Saturday 21 April 2018

Pension gender gap twice as large as the pay gender gap in Ireland

Fine Gael MEP Brian Hayes has said that the cabinet needs to do more to reduce the gender gap in pensions
Fine Gael MEP Brian Hayes has said that the cabinet needs to do more to reduce the gender gap in pensions
Ellie Donnelly

Ellie Donnelly

The pension gender gap is twice as large as the pay gender gap in Ireland, according to a report by human resource consulting firm, Mercer.

Ireland’s pension gender gap is 35pc, slightly below the EU average but more than double Ireland’s gender pay gap of 14.8pc.

Speaking at the Pensions Europe Annual Conference in Brussels, Brian Hayes MEP, called on the new cabinet to do more to close the pension gender gap, saying that it should be a “clear focus of the new Cabinet, particularly as we go into very sensitive public sector pay and pension talks.”

“While there has been some good progress made in Ireland and the EU to reduce the pay divide between men and women, the pension gender gap is something that has been sadly neglected,” the MEP for Dublin said.

With rising life expectancy and the ageing of both the Irish and European population, the pension problem has become a ticking time bomb.

Read more: World heading for a pensions crisis, but no quick fix is in sight

In Ireland, the next big pensions faultline is pay talks between Government and the public sector unions, where the costs of future retirement benefits as much as wages are in focus in the push to restore salaries reduced through levies after the financial crisis.

At the same time, many private corporate pension scheme are facing massive challenges to remain solvent as investments and new entrants fail to keep pace with entitlements.

“I believe this issue needs to come up in discussions on the public sector pay and pensions talks. Any change in pension contributions needs to take into account gender issues and the effect they can have on people’s retirement income,” Hayes said.

Hayes also noted the “little consideration” given to the fact that some women take career breaks or work part-time.

“Because there are maximum pension contribution limits, it is difficult for employees who have had a career break to catch up on missed contributions,” he said.

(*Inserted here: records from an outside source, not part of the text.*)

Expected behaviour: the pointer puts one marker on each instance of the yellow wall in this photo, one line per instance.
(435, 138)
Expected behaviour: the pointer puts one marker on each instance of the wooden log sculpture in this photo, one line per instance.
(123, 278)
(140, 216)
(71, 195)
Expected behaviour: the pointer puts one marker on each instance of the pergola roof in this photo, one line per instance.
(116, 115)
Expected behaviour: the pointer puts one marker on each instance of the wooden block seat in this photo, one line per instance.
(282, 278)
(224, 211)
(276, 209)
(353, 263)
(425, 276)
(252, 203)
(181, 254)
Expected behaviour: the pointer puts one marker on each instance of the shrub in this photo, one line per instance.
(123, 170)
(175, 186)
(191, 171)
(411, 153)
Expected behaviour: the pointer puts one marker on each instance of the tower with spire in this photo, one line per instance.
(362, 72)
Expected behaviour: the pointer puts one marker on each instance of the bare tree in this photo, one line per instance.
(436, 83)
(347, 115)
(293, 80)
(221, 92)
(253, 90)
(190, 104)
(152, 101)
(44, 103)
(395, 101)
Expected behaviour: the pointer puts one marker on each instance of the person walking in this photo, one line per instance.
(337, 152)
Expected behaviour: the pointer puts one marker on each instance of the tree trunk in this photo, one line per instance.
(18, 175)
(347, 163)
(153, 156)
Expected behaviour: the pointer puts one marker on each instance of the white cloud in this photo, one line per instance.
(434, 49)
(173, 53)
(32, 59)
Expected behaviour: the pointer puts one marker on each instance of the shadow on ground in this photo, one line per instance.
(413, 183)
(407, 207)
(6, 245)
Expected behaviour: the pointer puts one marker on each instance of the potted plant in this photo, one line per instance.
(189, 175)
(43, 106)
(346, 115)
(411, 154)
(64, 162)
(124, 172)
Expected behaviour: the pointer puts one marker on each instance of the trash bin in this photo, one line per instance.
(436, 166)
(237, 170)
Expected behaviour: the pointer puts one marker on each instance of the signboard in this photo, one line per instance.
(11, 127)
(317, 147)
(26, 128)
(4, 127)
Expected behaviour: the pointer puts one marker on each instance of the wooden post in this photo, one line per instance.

However, he also said that there were a number of things that the government could do to tackle the issue of pension gender gap including changing the nature of the pension system to recognise the differences in work life balance between women and men.

“Many will say that the pension gender gap is a natural manifestation of the difference in work patterns between men and women. However, if we look at the Baltic countries, they all have pension gender gaps of below 15pc, Estonia’s pension gender gap is just 4pc,” Hayes commented.